Mentions in policy-related documents should not be used for impact measurement until more policy-related sites are tracked by Altmetric (or another data provider). However, once more sources of policy-related documents are tracked normalized indicators might be a reliable way for impact assessments of research on policy as one part of society. For Twitter data which is concerned by a similar problem (too few papers are tweeted), Bornmann and Haunschild (2016) proposed the use of the 80/20 scientometric data quality rule (Strotmann and Zhao 2015): A reliable field-specific study is only possible with a database, if 80% of the field-specific publications are covered in this database.

The main limitations of our study are as follows: (1) We restricted the dataset to papers with a DOI and (2) used only policy-related sites tracked by Altmetric. (3) It is unknown where a particular publication was mentioned, especially on policy-related websites. The sources of policy-related documents can be huge and also contain unintended documents. For example, some policy-related mentions might originate from CVs (i.e. the publications listed in a CV). However, considering the small percentage of WoS publications mentioned in policy-related documents (which we found in this study), we expect that only very few mentions originate from such unintended sites.

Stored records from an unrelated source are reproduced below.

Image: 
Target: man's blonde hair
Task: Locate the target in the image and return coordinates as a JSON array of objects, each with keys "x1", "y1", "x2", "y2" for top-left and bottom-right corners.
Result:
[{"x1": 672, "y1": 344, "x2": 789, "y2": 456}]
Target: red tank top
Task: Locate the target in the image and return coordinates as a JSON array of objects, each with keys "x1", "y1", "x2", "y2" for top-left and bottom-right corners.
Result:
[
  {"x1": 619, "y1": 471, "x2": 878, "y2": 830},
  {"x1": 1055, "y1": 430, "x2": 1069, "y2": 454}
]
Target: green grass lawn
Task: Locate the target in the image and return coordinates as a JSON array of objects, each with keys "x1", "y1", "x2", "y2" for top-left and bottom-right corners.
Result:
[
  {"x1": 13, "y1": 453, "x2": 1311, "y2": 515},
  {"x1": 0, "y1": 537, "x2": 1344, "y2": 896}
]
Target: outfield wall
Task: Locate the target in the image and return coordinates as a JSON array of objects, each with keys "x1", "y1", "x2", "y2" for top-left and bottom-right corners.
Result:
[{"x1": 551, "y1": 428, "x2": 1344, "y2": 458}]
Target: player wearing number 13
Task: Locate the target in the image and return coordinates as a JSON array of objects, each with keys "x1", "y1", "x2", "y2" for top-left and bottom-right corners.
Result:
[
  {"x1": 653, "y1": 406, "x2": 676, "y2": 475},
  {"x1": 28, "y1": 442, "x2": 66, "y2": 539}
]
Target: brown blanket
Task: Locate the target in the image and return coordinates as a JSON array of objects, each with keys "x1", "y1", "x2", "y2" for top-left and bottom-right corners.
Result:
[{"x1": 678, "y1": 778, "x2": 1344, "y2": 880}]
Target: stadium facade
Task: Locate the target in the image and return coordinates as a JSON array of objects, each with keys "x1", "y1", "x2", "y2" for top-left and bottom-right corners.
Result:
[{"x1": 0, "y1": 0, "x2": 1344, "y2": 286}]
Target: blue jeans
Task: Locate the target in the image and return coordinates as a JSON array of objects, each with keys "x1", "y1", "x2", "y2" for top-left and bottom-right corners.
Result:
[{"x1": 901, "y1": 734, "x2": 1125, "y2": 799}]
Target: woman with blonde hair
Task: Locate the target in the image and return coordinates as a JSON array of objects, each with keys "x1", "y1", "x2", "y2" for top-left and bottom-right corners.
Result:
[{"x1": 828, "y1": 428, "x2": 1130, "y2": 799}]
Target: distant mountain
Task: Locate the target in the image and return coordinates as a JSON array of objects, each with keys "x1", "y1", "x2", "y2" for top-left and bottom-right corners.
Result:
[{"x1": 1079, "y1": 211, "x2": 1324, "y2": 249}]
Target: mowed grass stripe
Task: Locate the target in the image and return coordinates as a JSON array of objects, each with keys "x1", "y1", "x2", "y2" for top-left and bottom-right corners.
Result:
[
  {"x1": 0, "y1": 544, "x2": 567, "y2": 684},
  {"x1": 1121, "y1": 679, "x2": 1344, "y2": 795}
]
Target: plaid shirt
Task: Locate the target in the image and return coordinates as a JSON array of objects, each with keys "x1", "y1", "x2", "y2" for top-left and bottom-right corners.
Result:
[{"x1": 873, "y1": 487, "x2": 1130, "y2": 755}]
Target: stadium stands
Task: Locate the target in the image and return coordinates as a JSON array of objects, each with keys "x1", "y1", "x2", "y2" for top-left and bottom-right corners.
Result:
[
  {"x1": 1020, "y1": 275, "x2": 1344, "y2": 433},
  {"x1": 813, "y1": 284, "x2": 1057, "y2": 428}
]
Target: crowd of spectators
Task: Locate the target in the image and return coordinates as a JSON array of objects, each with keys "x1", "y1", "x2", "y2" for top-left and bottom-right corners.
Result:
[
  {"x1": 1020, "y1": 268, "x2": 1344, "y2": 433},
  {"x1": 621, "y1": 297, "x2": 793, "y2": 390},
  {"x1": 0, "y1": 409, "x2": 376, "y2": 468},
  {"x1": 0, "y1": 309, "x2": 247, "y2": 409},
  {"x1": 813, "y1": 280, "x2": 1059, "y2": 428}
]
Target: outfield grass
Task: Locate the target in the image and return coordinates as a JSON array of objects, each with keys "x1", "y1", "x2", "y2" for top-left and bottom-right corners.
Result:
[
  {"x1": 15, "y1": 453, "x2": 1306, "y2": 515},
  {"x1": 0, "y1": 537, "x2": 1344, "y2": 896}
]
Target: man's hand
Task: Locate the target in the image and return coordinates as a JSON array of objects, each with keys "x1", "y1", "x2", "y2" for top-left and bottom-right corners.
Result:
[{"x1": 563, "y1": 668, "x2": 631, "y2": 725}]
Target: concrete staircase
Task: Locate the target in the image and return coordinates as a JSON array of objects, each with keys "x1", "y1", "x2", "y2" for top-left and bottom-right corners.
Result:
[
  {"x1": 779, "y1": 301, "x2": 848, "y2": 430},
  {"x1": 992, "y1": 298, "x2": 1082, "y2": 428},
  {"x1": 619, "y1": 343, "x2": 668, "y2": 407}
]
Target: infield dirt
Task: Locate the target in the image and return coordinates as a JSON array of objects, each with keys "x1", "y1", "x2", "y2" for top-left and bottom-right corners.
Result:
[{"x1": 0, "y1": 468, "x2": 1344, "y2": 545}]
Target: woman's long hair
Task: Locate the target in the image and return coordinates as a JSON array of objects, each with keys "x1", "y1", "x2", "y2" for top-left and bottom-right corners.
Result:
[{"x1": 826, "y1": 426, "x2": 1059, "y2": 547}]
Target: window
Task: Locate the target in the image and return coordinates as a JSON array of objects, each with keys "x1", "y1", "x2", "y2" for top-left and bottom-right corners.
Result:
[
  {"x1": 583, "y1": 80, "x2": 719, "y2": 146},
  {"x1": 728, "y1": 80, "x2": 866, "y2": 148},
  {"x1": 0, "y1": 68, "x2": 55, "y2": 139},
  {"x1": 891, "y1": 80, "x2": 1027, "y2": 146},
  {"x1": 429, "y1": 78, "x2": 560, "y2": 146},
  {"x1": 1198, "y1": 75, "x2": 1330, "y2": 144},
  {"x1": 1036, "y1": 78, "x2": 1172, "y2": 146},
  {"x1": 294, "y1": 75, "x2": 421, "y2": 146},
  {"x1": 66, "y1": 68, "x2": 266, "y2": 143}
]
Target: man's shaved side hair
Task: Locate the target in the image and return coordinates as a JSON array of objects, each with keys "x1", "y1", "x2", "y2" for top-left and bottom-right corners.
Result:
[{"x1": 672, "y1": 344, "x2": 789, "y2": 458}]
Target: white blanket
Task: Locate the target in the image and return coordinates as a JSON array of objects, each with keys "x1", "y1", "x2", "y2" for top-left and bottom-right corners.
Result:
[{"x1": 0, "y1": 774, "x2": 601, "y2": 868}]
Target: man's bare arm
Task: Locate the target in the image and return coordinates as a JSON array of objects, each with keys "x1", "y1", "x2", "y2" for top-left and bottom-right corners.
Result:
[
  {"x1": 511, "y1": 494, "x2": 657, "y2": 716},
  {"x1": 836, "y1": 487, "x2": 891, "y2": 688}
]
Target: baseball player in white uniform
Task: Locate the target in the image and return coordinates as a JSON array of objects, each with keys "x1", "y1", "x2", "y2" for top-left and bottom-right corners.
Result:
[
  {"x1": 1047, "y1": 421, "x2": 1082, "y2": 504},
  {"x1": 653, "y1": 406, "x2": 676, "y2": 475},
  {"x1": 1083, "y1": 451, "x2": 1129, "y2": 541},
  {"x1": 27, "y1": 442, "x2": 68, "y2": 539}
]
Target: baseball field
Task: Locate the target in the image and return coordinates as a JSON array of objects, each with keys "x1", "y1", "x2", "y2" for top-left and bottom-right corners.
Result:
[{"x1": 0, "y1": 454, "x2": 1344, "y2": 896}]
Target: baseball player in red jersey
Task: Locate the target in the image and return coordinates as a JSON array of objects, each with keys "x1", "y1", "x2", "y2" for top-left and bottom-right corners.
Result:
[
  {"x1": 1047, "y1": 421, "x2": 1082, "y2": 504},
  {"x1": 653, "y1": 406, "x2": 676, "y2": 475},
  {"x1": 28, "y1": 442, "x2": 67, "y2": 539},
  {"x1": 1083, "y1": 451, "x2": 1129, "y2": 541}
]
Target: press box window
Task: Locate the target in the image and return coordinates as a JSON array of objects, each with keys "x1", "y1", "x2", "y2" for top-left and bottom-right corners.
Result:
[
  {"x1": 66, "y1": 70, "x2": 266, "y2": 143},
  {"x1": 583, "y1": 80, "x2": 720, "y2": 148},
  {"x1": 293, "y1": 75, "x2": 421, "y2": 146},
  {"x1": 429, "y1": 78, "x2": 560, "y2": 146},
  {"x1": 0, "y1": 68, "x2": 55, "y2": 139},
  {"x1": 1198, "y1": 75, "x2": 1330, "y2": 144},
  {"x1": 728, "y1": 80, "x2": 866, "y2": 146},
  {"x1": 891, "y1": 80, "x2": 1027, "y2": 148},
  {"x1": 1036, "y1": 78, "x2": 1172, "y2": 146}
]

Despite the current limitations of the newly provided altmetrics source, we think that policy-related mentions of publications will offer interesting impact analyses in future studies. For example, when more policy-related sites are tracked (by Altmetric or other data providers) one could focus on certain policy-related sources (e.g., only British or health-related sources). Depending on the focus of the impact study, one could study the specific impact of publications on certain nations or political areas (e.g. health policy).